Die Freie Liste hat am Montag ein Postulat zur Schliessung von Deckungs- und Leistungslücken im Sozialversicherungssystem eingereicht. Ziel des Vorstosses ist es, die Lücken systematisch zu erfassen und eine Grundlage für konkrete Verbesserungen zu schaffen.
Das liechtensteinische Sozialversicherungssystem erfülle in vielen Bereichen eine wichtige Funktion, weise jedoch strukturelle Schwächen auf, wie die FL-Abgeordneten Manuela Haldner-Schierscher und Sandra Fausch ihren Vorstoss begründen. Insbesondere Personen mit nicht klassischen Erwerbsbiografien seien unzureichend abgesichert. «In der Praxis entstehen strukturelle Deckungs- und Leistungslücken, die insbesondere Personen mit Teilzeitarbeit, mehreren Beschäftigungsverhältnissen, Erwerbsunterbrüchen oder selbstständiger Tätigkeit betreffen», so die Postulantinnen. Sie bitten die Regierung, die bestehenden Deckungs- und Leistungslücken im Sozialversicherungssystem umfassend zu analysieren und dem Landtag konkrete, wirksame Massnahmen zur Schliessung dieser Lücken aufzuzeigen.

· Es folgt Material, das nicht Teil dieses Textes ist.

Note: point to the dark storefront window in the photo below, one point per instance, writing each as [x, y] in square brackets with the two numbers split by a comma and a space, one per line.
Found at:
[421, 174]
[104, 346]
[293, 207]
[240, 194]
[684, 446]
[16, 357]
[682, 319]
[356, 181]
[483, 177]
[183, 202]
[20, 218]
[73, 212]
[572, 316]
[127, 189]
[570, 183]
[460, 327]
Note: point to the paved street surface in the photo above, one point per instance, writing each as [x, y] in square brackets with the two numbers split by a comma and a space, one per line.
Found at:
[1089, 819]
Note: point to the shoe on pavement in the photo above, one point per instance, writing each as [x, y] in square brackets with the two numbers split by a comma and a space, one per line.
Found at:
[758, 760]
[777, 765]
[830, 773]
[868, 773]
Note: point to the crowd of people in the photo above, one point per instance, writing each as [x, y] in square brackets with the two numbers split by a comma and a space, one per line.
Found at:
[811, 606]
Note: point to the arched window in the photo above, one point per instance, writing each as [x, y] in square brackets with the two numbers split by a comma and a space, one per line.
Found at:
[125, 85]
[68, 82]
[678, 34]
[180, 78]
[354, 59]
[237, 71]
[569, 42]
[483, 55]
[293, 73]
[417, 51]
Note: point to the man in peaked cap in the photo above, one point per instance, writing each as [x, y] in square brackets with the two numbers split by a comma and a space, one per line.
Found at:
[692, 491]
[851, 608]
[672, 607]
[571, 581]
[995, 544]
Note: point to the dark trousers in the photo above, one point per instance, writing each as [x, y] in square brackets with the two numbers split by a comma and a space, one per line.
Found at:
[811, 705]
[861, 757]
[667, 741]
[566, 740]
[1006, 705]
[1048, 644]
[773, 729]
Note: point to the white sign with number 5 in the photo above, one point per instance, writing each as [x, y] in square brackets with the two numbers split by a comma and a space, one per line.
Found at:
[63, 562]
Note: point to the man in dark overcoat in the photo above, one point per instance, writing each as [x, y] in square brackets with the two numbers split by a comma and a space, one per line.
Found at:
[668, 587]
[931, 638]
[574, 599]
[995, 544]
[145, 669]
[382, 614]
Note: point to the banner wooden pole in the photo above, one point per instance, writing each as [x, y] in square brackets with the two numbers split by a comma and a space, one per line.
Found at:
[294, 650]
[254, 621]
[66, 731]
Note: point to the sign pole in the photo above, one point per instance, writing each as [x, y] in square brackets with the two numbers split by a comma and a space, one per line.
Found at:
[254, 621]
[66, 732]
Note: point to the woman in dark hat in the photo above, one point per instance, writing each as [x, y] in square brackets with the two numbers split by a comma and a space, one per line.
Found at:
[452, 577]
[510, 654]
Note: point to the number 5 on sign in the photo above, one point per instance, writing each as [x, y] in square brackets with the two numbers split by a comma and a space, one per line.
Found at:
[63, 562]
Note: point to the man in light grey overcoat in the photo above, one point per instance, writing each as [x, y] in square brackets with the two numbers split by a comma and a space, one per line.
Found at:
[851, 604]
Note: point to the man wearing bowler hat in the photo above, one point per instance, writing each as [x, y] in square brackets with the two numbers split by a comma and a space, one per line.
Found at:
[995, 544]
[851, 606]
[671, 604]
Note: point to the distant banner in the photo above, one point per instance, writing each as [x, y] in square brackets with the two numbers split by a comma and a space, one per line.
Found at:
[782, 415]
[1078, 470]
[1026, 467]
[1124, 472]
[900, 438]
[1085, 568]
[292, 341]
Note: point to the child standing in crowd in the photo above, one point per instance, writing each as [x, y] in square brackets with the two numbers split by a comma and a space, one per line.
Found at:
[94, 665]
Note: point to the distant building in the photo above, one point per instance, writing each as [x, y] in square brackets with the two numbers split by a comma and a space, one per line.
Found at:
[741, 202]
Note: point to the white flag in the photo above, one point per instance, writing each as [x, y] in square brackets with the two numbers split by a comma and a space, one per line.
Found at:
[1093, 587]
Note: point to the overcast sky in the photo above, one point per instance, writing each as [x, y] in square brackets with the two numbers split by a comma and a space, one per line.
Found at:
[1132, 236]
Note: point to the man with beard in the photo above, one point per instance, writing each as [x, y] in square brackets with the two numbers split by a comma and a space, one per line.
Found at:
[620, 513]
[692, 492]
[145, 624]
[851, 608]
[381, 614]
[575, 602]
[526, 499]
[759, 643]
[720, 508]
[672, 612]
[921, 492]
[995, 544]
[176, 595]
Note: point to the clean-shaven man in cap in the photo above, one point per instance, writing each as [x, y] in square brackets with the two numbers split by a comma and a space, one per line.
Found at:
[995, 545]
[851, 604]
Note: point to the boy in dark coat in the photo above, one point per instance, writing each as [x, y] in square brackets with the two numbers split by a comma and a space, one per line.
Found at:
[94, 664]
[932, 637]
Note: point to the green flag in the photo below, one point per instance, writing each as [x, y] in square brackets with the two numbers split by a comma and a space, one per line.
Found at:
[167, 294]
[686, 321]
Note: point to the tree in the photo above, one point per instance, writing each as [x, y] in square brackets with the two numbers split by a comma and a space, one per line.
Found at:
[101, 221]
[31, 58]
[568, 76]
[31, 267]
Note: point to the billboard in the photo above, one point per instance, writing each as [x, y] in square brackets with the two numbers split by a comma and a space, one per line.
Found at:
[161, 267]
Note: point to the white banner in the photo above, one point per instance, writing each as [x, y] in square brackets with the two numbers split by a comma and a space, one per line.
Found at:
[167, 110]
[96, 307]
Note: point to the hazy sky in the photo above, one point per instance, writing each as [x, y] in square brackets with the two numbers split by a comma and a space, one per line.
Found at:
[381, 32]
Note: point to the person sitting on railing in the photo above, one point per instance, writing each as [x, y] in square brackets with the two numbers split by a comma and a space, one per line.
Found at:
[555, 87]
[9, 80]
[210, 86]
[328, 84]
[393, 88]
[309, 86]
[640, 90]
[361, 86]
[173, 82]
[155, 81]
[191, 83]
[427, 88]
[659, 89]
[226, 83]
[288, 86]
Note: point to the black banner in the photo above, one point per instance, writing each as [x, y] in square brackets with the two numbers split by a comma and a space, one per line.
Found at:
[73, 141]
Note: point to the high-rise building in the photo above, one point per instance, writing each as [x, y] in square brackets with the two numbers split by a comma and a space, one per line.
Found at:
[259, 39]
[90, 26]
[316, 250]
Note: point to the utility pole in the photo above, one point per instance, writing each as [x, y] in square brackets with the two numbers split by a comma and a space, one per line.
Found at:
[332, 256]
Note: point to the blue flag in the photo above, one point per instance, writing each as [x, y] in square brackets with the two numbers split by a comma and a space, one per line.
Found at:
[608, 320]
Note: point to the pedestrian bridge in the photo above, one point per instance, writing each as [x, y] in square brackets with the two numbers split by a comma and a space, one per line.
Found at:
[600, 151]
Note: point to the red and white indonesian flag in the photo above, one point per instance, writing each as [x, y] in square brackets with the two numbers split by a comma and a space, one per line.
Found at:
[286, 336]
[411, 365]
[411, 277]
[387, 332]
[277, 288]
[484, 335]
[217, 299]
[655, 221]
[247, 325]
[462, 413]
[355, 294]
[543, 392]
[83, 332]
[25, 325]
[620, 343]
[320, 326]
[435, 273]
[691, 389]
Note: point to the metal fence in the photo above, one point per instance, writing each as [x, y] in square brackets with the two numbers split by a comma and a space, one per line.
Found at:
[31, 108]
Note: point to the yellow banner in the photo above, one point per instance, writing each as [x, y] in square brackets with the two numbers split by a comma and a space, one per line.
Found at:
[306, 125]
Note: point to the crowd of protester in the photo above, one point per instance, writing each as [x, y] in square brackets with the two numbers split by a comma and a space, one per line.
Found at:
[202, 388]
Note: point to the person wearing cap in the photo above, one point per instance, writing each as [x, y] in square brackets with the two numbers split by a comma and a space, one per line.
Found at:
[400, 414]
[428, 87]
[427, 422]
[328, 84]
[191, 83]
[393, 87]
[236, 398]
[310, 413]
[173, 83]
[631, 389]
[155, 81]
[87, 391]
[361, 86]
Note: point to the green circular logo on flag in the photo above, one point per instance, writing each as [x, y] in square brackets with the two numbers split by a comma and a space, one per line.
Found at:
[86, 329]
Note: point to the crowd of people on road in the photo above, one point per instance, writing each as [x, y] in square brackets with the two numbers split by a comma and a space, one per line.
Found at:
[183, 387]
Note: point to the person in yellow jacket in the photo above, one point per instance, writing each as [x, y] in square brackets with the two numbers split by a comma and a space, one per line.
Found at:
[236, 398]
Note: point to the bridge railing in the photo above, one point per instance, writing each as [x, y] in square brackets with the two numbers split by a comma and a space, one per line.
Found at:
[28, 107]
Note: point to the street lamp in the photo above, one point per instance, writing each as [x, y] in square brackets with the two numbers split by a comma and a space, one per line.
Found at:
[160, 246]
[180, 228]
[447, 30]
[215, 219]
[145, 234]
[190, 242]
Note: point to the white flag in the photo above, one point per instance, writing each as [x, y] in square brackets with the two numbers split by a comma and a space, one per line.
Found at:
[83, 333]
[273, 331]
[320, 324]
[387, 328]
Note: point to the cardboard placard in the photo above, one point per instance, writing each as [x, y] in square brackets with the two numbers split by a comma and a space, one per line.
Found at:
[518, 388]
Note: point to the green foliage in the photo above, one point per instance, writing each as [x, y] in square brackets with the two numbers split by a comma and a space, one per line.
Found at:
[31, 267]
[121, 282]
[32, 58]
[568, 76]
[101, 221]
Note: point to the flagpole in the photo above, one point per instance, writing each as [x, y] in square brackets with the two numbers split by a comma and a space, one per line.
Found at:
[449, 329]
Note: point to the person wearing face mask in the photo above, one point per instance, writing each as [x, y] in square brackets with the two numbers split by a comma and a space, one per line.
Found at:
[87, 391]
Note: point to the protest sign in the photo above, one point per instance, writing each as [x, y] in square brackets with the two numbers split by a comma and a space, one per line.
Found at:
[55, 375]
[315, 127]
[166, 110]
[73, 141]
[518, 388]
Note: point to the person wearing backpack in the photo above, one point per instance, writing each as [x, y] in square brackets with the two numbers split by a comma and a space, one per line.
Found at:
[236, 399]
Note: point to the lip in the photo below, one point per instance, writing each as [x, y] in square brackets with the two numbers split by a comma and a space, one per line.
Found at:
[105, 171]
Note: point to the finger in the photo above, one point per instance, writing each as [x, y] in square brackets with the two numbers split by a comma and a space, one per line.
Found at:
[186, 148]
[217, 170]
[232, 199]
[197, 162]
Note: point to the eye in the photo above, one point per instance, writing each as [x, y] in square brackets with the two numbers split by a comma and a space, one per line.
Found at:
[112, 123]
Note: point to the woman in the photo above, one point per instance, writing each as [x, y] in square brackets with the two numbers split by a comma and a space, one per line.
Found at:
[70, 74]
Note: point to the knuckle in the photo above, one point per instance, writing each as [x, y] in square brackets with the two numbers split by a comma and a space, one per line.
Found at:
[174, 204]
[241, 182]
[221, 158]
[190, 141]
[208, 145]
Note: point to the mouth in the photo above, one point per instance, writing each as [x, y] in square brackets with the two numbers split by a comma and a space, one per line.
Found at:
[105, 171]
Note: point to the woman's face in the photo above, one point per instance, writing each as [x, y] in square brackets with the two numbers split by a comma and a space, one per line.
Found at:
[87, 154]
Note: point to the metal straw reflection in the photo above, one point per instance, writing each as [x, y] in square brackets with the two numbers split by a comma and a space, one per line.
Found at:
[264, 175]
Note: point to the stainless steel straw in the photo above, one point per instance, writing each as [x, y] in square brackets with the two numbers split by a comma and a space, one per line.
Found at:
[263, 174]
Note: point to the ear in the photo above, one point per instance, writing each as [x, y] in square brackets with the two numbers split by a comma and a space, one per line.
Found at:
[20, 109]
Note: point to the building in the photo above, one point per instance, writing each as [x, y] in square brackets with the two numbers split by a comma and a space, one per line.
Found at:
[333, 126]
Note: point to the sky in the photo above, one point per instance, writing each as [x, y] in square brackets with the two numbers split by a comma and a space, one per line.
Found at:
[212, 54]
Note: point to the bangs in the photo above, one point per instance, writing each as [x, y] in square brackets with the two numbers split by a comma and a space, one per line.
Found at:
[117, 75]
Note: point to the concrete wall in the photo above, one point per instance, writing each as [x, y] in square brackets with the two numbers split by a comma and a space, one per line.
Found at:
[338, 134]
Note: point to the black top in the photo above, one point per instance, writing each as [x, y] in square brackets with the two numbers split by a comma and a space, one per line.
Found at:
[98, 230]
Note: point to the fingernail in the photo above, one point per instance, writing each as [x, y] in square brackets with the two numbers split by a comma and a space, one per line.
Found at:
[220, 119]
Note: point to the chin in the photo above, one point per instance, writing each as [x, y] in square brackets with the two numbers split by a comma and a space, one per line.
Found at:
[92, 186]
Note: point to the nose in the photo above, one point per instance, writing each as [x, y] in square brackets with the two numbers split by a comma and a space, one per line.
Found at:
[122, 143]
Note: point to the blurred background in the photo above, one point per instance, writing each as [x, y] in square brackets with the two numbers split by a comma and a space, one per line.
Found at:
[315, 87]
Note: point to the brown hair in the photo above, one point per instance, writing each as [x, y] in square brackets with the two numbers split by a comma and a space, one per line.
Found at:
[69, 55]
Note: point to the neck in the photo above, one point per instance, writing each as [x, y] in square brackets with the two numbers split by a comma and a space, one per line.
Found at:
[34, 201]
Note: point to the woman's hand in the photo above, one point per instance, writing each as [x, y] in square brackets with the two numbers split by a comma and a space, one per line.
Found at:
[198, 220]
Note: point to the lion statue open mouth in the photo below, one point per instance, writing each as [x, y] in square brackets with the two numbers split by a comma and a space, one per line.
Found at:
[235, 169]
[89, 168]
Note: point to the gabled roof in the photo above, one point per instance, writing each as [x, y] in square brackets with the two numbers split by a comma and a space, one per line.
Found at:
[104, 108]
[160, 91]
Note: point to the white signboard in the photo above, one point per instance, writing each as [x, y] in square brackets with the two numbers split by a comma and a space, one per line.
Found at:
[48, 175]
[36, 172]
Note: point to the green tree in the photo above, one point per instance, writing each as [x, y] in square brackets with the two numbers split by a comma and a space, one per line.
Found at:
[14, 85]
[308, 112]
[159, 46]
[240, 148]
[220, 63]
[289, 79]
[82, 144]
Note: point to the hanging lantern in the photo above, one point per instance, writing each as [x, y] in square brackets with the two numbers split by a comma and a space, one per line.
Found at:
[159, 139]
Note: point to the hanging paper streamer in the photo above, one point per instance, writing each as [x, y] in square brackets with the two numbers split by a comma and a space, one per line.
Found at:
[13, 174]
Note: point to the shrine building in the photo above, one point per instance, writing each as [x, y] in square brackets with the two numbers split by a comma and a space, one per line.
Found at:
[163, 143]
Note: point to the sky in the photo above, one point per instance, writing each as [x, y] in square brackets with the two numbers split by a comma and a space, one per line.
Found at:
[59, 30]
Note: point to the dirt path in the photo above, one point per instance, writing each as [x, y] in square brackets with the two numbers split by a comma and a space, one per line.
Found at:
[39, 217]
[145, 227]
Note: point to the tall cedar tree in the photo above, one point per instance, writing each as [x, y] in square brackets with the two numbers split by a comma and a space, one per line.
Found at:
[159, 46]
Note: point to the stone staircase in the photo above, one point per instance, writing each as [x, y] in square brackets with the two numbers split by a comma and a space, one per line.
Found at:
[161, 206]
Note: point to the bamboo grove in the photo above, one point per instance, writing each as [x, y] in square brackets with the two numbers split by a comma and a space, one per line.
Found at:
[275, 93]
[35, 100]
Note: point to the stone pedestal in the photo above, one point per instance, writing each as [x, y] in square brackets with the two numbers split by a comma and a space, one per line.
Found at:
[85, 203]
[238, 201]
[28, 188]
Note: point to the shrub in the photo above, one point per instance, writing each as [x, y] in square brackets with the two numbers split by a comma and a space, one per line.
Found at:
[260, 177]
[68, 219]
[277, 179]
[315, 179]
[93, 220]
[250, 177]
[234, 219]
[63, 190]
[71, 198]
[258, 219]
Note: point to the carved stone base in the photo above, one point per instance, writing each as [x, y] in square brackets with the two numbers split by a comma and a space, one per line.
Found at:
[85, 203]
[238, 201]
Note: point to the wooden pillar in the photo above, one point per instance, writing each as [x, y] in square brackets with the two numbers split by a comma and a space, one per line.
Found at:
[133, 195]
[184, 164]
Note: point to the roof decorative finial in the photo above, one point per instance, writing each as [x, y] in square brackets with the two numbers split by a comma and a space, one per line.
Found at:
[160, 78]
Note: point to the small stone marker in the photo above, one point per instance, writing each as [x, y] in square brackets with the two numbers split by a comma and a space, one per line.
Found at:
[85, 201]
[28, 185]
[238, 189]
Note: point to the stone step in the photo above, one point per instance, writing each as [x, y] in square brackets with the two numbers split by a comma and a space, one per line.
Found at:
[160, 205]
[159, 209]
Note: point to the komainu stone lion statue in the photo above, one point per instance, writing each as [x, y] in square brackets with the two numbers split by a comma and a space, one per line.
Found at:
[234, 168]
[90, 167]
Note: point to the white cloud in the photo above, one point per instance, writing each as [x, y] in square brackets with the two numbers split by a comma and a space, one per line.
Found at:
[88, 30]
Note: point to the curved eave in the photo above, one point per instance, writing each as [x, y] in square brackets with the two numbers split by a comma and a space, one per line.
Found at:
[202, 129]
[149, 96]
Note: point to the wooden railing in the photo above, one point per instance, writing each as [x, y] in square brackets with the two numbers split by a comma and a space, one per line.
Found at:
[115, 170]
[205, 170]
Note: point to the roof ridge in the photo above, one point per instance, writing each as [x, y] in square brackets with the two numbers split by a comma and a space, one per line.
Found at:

Das Postulat wird voraussichtlich in der Juni-Landtagssitzung behandelt. Es benötigt für die Überweisung an die Regierung eine Abgeordnetenmehrheit.
Mit einem Postulat äussert der Landtag einen Prüfauftrag an die Regierung. Das Instrument wird oft dazu verwendet, einen für die Volksvertreter unbefriedigenden Sachverhalt vertieft von der Regierung überprüfen zu lassen, bevor allenfalls stärkere Instrumente ergriffen werden. Bei erfolgreicher Überweisung hat die Regierung schriftlich Stellung zu nehmen und dem Landtag eine Postulatsbeantwortung vorzulegen. Diese wird erneut im Landtag behandelt.